Theories of Population Growth - Significance

  • Population theory (population size and change) has been a topic of interest from time immemorial.
  • For example, Plato's contemporary Kautilya stated in his Arthashastra that "a big population is a source of the political, economic, and military power of a nation."
  • Similarly, Ibn Khaldin, a 14th-century Arab historian, believed in his theory of 'rise and fall' that the growth of a dense population is typically beneficial to the maintenance and expansion of imperial authority.
  • The Malthusian philosophy may no longer be appropriate in its original location, yet its effect extends over two-thirds of the universe.
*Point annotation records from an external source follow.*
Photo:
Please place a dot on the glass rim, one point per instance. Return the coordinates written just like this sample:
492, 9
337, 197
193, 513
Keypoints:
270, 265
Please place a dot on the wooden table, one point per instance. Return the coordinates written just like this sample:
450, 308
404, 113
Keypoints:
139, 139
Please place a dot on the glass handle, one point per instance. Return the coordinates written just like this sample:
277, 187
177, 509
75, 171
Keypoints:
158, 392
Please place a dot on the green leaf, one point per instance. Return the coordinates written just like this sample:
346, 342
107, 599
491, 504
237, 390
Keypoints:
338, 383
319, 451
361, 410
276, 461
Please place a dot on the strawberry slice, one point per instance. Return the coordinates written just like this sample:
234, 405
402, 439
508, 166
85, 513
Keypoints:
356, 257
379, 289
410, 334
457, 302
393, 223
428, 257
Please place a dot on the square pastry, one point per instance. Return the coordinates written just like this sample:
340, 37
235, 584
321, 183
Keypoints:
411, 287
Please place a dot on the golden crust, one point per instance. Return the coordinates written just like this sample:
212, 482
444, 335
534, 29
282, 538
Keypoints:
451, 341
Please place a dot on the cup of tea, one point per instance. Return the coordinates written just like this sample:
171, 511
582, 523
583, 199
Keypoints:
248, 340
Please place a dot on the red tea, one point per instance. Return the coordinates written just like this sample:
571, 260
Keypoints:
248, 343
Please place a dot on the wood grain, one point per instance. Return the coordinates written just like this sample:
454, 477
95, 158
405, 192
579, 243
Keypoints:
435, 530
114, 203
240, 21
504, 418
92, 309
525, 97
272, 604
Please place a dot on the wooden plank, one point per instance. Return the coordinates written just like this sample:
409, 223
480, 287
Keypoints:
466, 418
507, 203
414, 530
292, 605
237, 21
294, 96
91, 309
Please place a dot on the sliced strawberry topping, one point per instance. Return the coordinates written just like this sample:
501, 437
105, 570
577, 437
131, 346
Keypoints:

  • With the exception of Japan, it covers all of Asia, Africa, and South America.
  • India was one of the first countries to implement state-level family planning in order to manage population growth.
  • The demographic transition theory examines the relationship between economic progress and population expansion.
  • It analyses variations in the birth and death rates, as well as the population growth rate, in accordance with the process of growth and development.
  • Marx established a scientific explanation for human history. He asserted that, just as there are scientific explanations for physical events, there are explanations for social phenomena as well.
  • The optimum population is the population that produces the best return or income per head when paired with the country's other available resources or techniques of production.